Esta vía ontológica por la que opta Foucault y que tiene como blanco de reflexión el ser que somos, renuncia a toda esencia o sustancialidad fundante de lo humano en sentido tradicional, para hablar de un ser configurado históricamente por prácticas discursivas y no discursivas atravesadas por relaciones de poder, dando así paso al análisis histórico de lo que somos en un momento definido con el fin de llevarnos a la toma de conciencia de los límites que nos constituyen para trastocarlos y abrir camino a la diferencia.
Hacernos cargo de esta postura foucaultiana en torno a Hegel, como lo pretende el presente escrito, nos lleva a ubicar de lleno a Hegel en dicha línea de pensamiento crítico que adopta la forma de una ontología de nosotros mismos, añadiendo, además, que anticipa el tono transgresivo que dicha ontología cobra en Foucault, aunque sin pretender, desde luego, su identificación. Ello nos obliga, en consecuencia, abandonar cualquier significado metafísico o teológico atribuible al pensamiento hegeliano, y sostener que, en el contexto de este pensamiento, el Espíritu y su objetivación no refieren a otra cosa que a las prácticas sociales que generan distintos órdenes de racionalidad o sentido como gran obra de arte colectiva con validez transitoria y precaria que comprende el conjunto de manifestaciones simbólico-culturales institucionalizadas de un tiempo histórico definido.

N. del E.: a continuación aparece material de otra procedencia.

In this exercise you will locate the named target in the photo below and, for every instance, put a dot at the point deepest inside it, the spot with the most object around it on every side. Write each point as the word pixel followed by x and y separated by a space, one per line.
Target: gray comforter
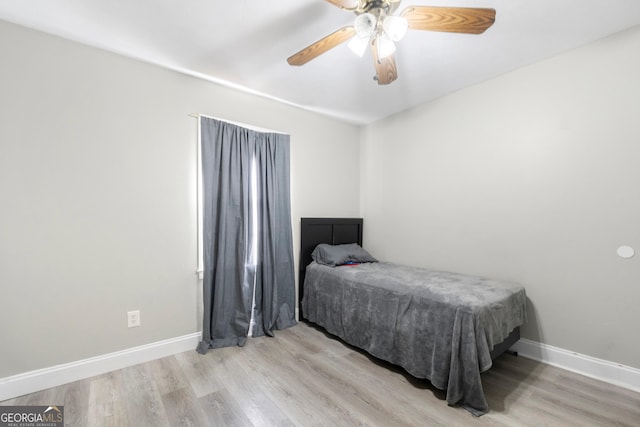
pixel 437 325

Esta razón que el espíritu tiene es intuida, finalmente, por él como la razón que es o como la razón que es realmente en él y que es su mundo, y entonces el espíritu es en su verdad; es el espíritu, es la esencia ética real. El espíritu es la vida ética de un pueblo en tanto que es la verdad inmediata; el individuo que es un mundo.[2]
El sentido compartido se despliega en el nosotros histórico y remite a la interacción dinámica de las individualidades en su finitud consustancial y su carencia de fondo sólido, ellas son quienes mediante su praxis configuran una gran trama de necesidad objetiva que funda las diversas racionalidades históricas, sólo en el seno de las cuales alcanza cada individuo identidad y figura. El mundo institucionalizado que pone orden a los conflictos humanos es forjado, así, de manera intersubjetiva, pero se ve continuamente rebasado por esta misma dinámica que crea nuevos órdenes de normatividad y sentido en apertura constante.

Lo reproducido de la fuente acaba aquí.